Aller au contenu

Ressources for the Text Application

This application is based on Wikipedia articles, from which some articles were extracted. This is a Kaggle dataset, and not a dataset we created for this class.

Ressources for Session 1

Dataset

Main features :

  • 200 texts
  • On the 200 texts, 100 of them are from the "bird" class, and are Wikipedia pages from birds. The other 100 are selected at random.

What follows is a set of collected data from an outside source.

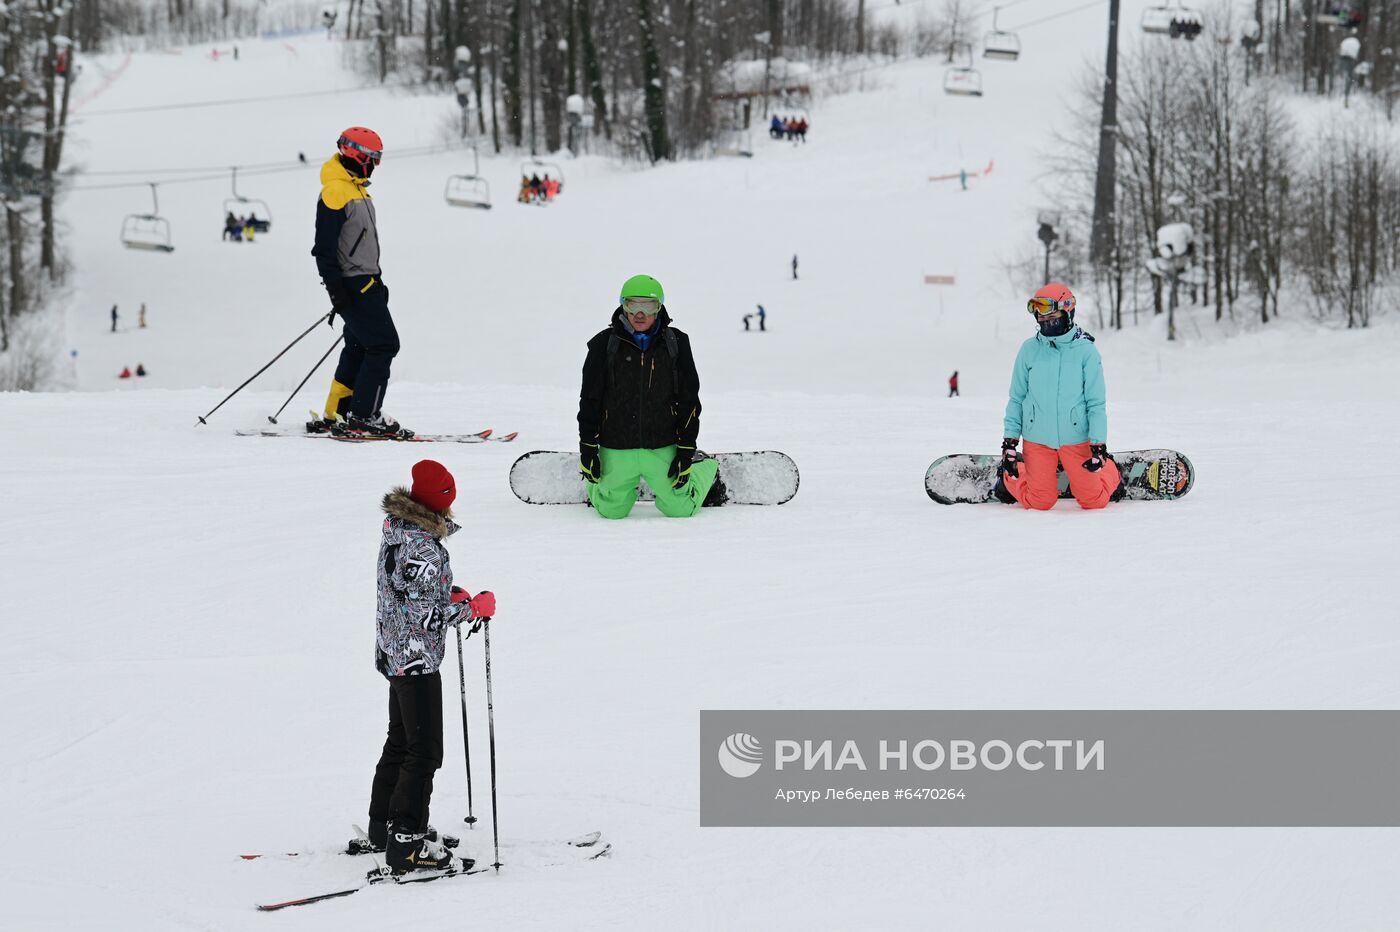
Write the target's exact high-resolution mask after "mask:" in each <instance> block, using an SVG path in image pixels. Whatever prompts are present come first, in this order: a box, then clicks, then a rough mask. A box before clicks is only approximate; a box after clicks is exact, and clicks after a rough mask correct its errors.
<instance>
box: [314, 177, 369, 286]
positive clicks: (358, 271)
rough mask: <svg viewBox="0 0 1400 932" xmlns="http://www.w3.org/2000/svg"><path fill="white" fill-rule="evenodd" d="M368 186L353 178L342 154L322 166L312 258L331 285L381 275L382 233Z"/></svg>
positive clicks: (327, 283) (366, 180) (368, 181)
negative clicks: (342, 279)
mask: <svg viewBox="0 0 1400 932" xmlns="http://www.w3.org/2000/svg"><path fill="white" fill-rule="evenodd" d="M368 185H370V179H367V178H357V176H354V175H351V174H350V172H349V169H346V167H344V165H342V164H340V157H339V155H332V157H330V158H328V160H326V164H325V165H322V167H321V200H318V202H316V243H315V245H314V246H312V248H311V255H312V256H315V257H316V270H318V271H321V280H322V281H325V283H326V284H328V285H330V284H332V283H333V281H337V280H340V278H358V277H365V276H378V274H379V231H378V228H377V225H375V218H374V202H372V200H370V193H368V192H367V190H365V188H367V186H368Z"/></svg>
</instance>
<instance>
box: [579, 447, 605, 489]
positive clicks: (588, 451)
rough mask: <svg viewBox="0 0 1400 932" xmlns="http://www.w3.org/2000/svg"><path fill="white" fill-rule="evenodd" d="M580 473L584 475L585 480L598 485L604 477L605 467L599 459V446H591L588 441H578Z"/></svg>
mask: <svg viewBox="0 0 1400 932" xmlns="http://www.w3.org/2000/svg"><path fill="white" fill-rule="evenodd" d="M578 472H581V473H582V474H584V480H585V481H589V483H594V484H595V486H596V484H598V480H599V479H602V476H603V465H602V462H601V460H599V459H598V444H589V442H587V441H578Z"/></svg>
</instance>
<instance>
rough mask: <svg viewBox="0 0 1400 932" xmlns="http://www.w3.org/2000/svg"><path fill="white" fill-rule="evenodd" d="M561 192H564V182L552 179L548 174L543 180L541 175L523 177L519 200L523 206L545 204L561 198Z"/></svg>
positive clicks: (521, 175) (521, 185)
mask: <svg viewBox="0 0 1400 932" xmlns="http://www.w3.org/2000/svg"><path fill="white" fill-rule="evenodd" d="M561 190H564V182H561V181H559V179H557V178H550V176H549V175H547V174H546V175H545V176H543V178H540V176H539V175H521V190H519V195H518V200H519V202H521V203H522V204H545V203H549V202H552V200H554V199H556V197H559V193H560V192H561Z"/></svg>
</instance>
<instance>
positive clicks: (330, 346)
mask: <svg viewBox="0 0 1400 932" xmlns="http://www.w3.org/2000/svg"><path fill="white" fill-rule="evenodd" d="M344 339H346V334H344V333H342V334H340V336H337V337H336V341H335V343H332V344H330V348H329V350H326V354H325V355H323V357H321V361H319V362H316V364H315V365H312V367H311V372H307V378H304V379H301V382H300V383H298V385H297V388H294V389H291V395H288V396H287V400H286V402H283V403H281V407H279V409H277V414H281V413H283V411H284V410H287V406H288V404H291V399H294V397H297V392H300V390H301V386H302V385H305V383H307V382H308V381H311V376H312V375H315V372H316V369H319V368H321V367H322V364H325V361H326V360H329V358H330V354H332V353H335V351H336V347H337V346H340V340H344ZM277 414H272V416H270V417H269V418H267V420H269V421H272V423H273V424H276V423H277Z"/></svg>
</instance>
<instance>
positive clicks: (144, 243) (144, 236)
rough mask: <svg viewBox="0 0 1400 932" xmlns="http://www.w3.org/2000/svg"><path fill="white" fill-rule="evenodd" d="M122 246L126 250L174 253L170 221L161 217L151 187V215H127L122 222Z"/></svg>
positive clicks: (163, 217)
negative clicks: (172, 242) (166, 219)
mask: <svg viewBox="0 0 1400 932" xmlns="http://www.w3.org/2000/svg"><path fill="white" fill-rule="evenodd" d="M122 245H123V246H126V248H127V249H147V250H151V252H175V246H174V243H172V242H171V221H168V220H165V218H164V217H161V204H160V200H158V199H157V196H155V185H151V213H148V214H127V216H126V217H125V218H123V220H122Z"/></svg>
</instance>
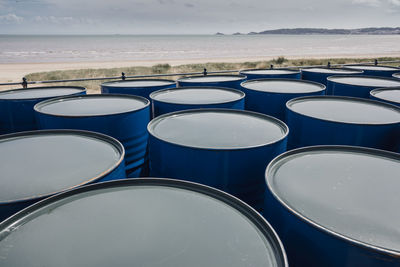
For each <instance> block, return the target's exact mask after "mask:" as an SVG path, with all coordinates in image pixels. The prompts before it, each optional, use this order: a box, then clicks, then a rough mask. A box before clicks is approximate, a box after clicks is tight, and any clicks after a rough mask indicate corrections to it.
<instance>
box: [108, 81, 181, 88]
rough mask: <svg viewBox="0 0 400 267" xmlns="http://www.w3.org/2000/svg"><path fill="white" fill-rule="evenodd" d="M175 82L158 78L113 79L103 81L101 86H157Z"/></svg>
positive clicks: (118, 86)
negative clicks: (104, 81) (134, 79)
mask: <svg viewBox="0 0 400 267" xmlns="http://www.w3.org/2000/svg"><path fill="white" fill-rule="evenodd" d="M173 84H175V81H173V80H161V79H160V80H158V79H137V80H125V81H114V82H105V83H103V84H102V86H103V85H104V86H107V87H129V88H135V87H157V86H168V85H173Z"/></svg>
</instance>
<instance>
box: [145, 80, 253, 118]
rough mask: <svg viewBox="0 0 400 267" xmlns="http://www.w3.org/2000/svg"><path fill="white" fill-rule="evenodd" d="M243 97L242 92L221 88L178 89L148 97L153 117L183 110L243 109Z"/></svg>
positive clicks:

Visualisation of a few examples

These are some samples in the dataset. They are extracted from Wikipedia pages:

  • 'The pygmy white-eye (Oculocincta squamifrons), also known as the pygmy ibon, is a species of bird in the white-eye family Zosteropidae. It is monotypic within the genus Oculocincta.'

  • 'Joey Altman is an American chef, restaurateur, TV host and writer.'

  • 'GSAT-5P, or GSAT-5 Prime, was an Indian communications satellite which was lost in a launch failure in December 2010. Part of the Indian National Satellite System, it was intended to operate in geosynchronous orbit as a replacement for INSAT-3E.'

Latent Space

The 200 text have been put in a latent space using RoBERTa, a deep learning model from this paper. We will delve into the details of Deep Learning in courses 4 and 5.

For now, you can just open the numpy array containing all samples in the latent space from the embeddings-text-lab1.npz. The data is contained under the "embeddings" name in the dictionary.

Work to do

Compute, visualize and interpret the distance matrix, as explained in Lab Session 1 main page.